Penyelidikan Berjalan, Sopir Ditahan
Fungsi Penerangan, Sosial dan Budaya KBRI Singapura, Rizki Kusumastuti, menyatakan bahwa Kepolisian Singapura (Singapore Police Force/SPF) masih terus melakukan penyelidikan mendalam terkait kasus ini. “Sejauh informasi yang kami terima, yang bersangkutan ditetapkan sebagai tersangka,” ujar Rizki saat dihubungi, Selasa (10/2/2026).
Rizki menambahkan bahwa sopir tersebut telah ditahan sejak hari pertama kejadian. “Sejak hari pertama kejadian, SPF sudah langsung melakukan penahanan terhadap yang bersangkutan,” jelasnya. Namun, ia mengklarifikasi bahwa sesuai hukum di Singapura, penahanan lebih dari 48 jam memerlukan keputusan pengadilan.
Kronologi Kejadian
Sebelumnya, seorang anak perempuan berusia 6 tahun dan ibunya yang merupakan turis asal Indonesia ditabrak oleh sebuah mobil di area parkir sebelah Kuil Relik Gigi Buddha, South Bridge Road, Chinatown, Singapura. Insiden terjadi sekitar pukul 11.50 pagi pada 6 Februari 2026.

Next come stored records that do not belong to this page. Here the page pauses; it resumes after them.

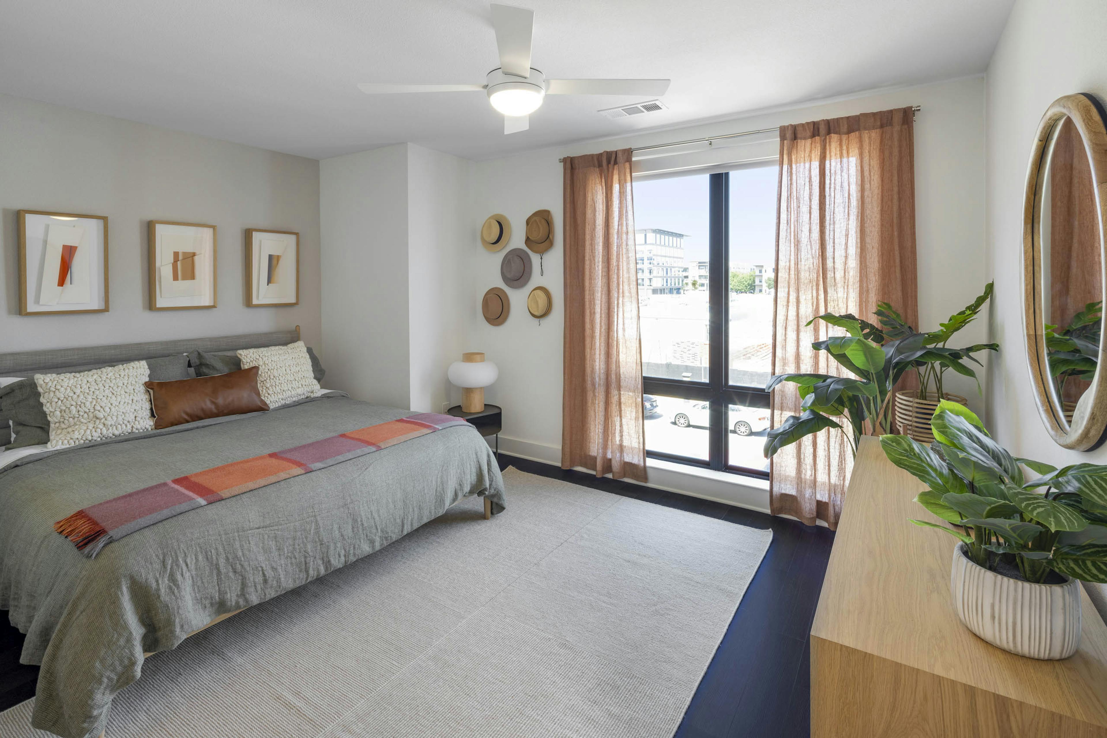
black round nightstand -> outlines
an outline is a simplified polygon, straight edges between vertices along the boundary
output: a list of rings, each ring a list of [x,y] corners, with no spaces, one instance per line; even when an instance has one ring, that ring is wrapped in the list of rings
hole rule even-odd
[[[485,438],[496,436],[496,460],[499,461],[499,432],[504,429],[504,410],[499,405],[485,404],[485,408],[479,413],[466,413],[461,405],[454,405],[446,413],[465,418],[475,425]]]

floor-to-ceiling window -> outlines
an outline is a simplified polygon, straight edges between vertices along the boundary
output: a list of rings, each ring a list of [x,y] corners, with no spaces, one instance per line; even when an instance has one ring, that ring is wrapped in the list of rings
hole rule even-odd
[[[645,446],[767,476],[775,163],[634,181]]]

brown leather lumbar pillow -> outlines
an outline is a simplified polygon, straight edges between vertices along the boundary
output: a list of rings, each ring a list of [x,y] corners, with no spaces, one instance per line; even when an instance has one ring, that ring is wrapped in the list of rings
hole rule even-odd
[[[258,392],[258,367],[174,382],[146,382],[154,428],[269,409]]]

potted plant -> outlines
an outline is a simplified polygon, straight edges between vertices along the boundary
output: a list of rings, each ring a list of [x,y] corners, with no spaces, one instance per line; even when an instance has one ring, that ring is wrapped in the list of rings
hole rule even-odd
[[[1023,656],[1072,656],[1079,582],[1107,582],[1107,467],[1057,469],[1013,457],[963,405],[942,401],[935,443],[880,438],[889,460],[927,488],[915,501],[949,526],[953,609],[973,633]],[[1027,474],[1030,470],[1032,474]]]
[[[1084,310],[1073,315],[1065,328],[1057,330],[1056,325],[1045,326],[1049,375],[1056,383],[1057,399],[1069,423],[1076,413],[1076,401],[1065,399],[1065,391],[1075,391],[1074,396],[1079,397],[1082,389],[1078,383],[1090,382],[1096,374],[1099,365],[1103,306],[1103,301],[1089,302],[1084,305]]]
[[[856,378],[805,373],[773,376],[765,391],[770,392],[782,382],[798,385],[803,413],[785,418],[779,426],[768,430],[764,448],[766,458],[825,428],[840,429],[856,456],[861,436],[891,430],[889,399],[892,387],[911,367],[911,357],[919,355],[925,339],[922,333],[911,333],[889,340],[880,326],[850,314],[826,313],[807,324],[817,320],[845,329],[848,335],[816,341],[811,347],[827,352]]]
[[[917,389],[901,389],[896,393],[896,429],[899,433],[923,444],[934,440],[930,433],[930,418],[938,408],[939,402],[951,399],[961,405],[966,402],[960,395],[945,392],[945,372],[952,370],[958,374],[976,380],[976,372],[965,363],[965,360],[980,364],[980,361],[973,356],[974,353],[1000,350],[997,343],[979,343],[965,349],[949,347],[949,342],[954,334],[973,322],[984,303],[992,297],[992,284],[989,282],[984,287],[984,292],[972,303],[950,315],[946,322],[939,323],[939,330],[923,334],[925,337],[922,342],[922,351],[911,364],[911,370],[918,376],[919,387]],[[897,339],[917,332],[887,302],[877,305],[876,315],[889,337]],[[979,380],[976,386],[980,387]]]

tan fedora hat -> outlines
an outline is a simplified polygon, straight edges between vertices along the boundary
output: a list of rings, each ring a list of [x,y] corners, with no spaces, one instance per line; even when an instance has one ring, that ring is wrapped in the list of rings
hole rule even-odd
[[[511,249],[499,262],[499,276],[504,284],[518,289],[530,281],[530,254],[526,249]]]
[[[535,210],[527,218],[527,248],[546,253],[554,247],[554,216],[549,210]]]
[[[536,287],[527,295],[527,312],[534,318],[546,318],[554,310],[554,297],[545,287]]]
[[[480,312],[489,325],[503,325],[511,312],[511,301],[507,299],[507,292],[501,287],[494,287],[485,292],[484,300],[480,301]]]
[[[480,227],[480,245],[489,251],[499,251],[511,240],[511,221],[499,212],[490,215]]]

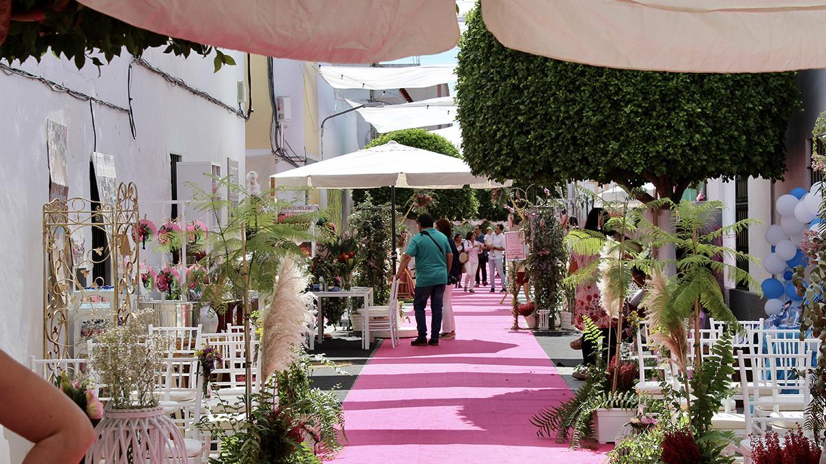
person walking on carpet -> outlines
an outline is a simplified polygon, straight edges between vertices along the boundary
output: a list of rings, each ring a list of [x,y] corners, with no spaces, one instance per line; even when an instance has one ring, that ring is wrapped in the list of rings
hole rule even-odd
[[[411,342],[413,346],[439,345],[439,330],[442,326],[442,307],[448,275],[453,264],[450,239],[433,228],[433,216],[425,213],[416,220],[419,233],[411,239],[399,264],[396,278],[401,278],[403,269],[411,258],[415,258],[415,290],[413,296],[413,311],[415,315],[419,336]],[[425,308],[430,301],[430,340],[427,339],[427,320]]]
[[[453,233],[453,225],[446,218],[442,218],[436,221],[436,230],[444,234],[445,237],[449,237]],[[461,237],[461,235],[459,235]],[[456,282],[462,280],[462,263],[459,263],[459,250],[456,247],[456,242],[451,240],[450,253],[453,255],[453,263],[450,264],[450,271],[448,272],[448,285],[444,286],[444,297],[442,299],[442,333],[439,338],[455,339],[456,338],[456,319],[453,317],[453,289],[451,287]]]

Dilansir dari The Straits Times, ibu berusia 31 tahun dan putrinya awalnya sadar saat dibawa ke Rumah Sakit Umum Singapura. Sayangnya, sang anak meninggal dunia akibat luka-luka yang dideritanya.
Foto-foto kejadian yang beredar di media sosial menunjukkan momen saat seorang pria memegang gadis kecil di pinggir jalan. Keterangan foto menyebutkan kecelakaan terjadi saat pengemudi mobil berbelok keluar dari area parkir.